Twenty-Four Numbers
A Worked Example in Deanonymisation
"They removed your name. They feel safe now. You shouldn't."
The Wrong Question
Most conversations about anonymisation get stuck on the same loop:
- "We stripped the names."
- "We hashed the email addresses."
- "We replaced the user IDs with UUIDs."
- "We removed the date of birth."
This is column thinking. It treats a dataset like a spreadsheet where privacy is a property of individual cells. Delete the dangerous cells, ship the rest, sleep well.
The problem is that identity isn't a column. It's an emergent property of combinations - the shape your behaviour leaves across multiple data points, multiple sources, and a little bit of public record.
A single hashed user ID tells you nothing. A hashed user ID with a postcode, a browser fingerprint, and a timestamp tells you a lot. Stitch in a second dataset and the hash becomes a name.
This post is a worked example of that idea. No fancy maths. No reidentification papers. Just a 24x2 matrix and a few public sources anyone can use from a laptop.
Exhibit A: A Matrix
Here are 24 rows of 2 values. They came out of a "fully anonymised" dataset. No name, no device ID, no account. Just numbers.
53.4475, -2.2392
53.4475, -2.2392
53.4475, -2.2392
53.4475, -2.2392
53.4475, -2.2392
53.4475, -2.2392
53.4475, -2.2392
53.4476, -2.2391
53.4612, -2.2418
53.4839, -2.2446
53.4839, -2.2446
53.4839, -2.2446
53.4836, -2.2438
53.4839, -2.2446
53.4839, -2.2446
53.4839, -2.2446
53.4839, -2.2446
53.4838, -2.2447
53.4815, -2.2410
53.4831, -2.2365
53.4612, -2.2418
53.4475, -2.2392
53.4475, -2.2392
53.4475, -2.2392
Look at it for a moment. A reasonable person would call this "anonymous data". There's no identifier. Two values per row. It could be anyone. It could be no one.
It isn't.
Exhibit B: The Reveal
The rows are ordered. Row N is hour N of a single 24-hour day. The two values are latitude and longitude.
Now re-read it.
| Hour | Lat, Lon | What it tells us |
|---|---|---|
| 00:00 – 06:00 | 53.4475, -2.2392 | Stationary for seven hours overnight. This is where they sleep. |
| 07:00 | 53.4475, -2.2392 | Still home. Probably waking up. |
| 08:00 | 53.4476, -2.2391 | Tiny drift - phone moved within the building. Getting ready. |
| 09:00 | 53.4612, -2.2418 | In transit. On a recognisable corridor between A and B. |
| 10:00 – 17:00 | 53.4839, -2.2446 (mostly) | Stationary for eight hours during typical working hours. This is where they work. |
| 13:00 | 53.4836, -2.2438 | Small lunch-time hop, 50–80 metres away. A café or canteen. |
| 18:00 | 53.4815, -2.2410 | Leaving the work cluster. |
| 19:00 | 53.4831, -2.2365 | Stop on the way home. A pub, gym, or shop. |
| 20:00 | 53.4612, -2.2418 | Back on the commute corridor. |
| 21:00 – 23:00 | 53.4475, -2.2392 | Home again. |
We haven't been told a single "PII" field. We have, however, been told two things that - combined - are devastating: where this person sleeps and where this person works.

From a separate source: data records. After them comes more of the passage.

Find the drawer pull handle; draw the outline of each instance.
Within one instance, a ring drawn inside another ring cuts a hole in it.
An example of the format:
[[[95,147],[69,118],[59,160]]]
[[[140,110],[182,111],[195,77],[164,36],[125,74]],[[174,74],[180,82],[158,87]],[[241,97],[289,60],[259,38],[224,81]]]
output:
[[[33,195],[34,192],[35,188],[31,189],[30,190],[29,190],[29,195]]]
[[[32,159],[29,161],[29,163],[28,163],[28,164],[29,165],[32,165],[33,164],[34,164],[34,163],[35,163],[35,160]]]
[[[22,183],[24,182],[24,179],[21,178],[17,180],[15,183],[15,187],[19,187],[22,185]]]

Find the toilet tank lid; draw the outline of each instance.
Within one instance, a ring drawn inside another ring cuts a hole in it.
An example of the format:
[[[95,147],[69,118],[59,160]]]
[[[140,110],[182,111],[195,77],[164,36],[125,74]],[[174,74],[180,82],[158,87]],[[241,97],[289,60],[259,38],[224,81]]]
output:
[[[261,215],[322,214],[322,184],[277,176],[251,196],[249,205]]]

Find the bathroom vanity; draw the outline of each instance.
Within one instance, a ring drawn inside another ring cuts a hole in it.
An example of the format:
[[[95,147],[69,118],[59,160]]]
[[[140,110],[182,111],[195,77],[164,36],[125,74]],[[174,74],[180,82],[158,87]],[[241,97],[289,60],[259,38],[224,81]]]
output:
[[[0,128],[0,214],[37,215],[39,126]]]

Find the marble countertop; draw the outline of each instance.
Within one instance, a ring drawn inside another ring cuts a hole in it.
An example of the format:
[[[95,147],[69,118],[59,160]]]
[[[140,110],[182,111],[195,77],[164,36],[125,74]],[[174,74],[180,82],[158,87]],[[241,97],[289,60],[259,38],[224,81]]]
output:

Exhibit C: Turning Coordinates Into a Person
Nothing below requires a subpoena, a leak, or a vendor account. Everything is open data.

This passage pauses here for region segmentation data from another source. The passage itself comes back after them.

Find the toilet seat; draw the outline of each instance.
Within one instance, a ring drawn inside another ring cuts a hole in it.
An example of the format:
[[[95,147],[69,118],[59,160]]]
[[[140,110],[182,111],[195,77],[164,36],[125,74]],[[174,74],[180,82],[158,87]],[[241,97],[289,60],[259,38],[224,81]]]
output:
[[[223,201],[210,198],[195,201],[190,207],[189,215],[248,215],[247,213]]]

Step 1 - Geocode the home pin
Drop 53.4475, -2.2392 into any maps tool. You get a street, a small cluster of buildings, and - in most of the UK - a postcode that resolves to fewer than fifty addresses. In a low-density area, fewer than five. In a suburban semi, exactly one.
We haven't named anyone yet. We have a doormat.
Step 2 - Geocode the work pin
53.4839, -2.2446 resolves to a specific block. Maps tells us the building. The 13:00 lunch drift tells us it's not a single-tenant tower (otherwise the user would just stay put). It's a multi-occupancy building with food nearby - a normal city office.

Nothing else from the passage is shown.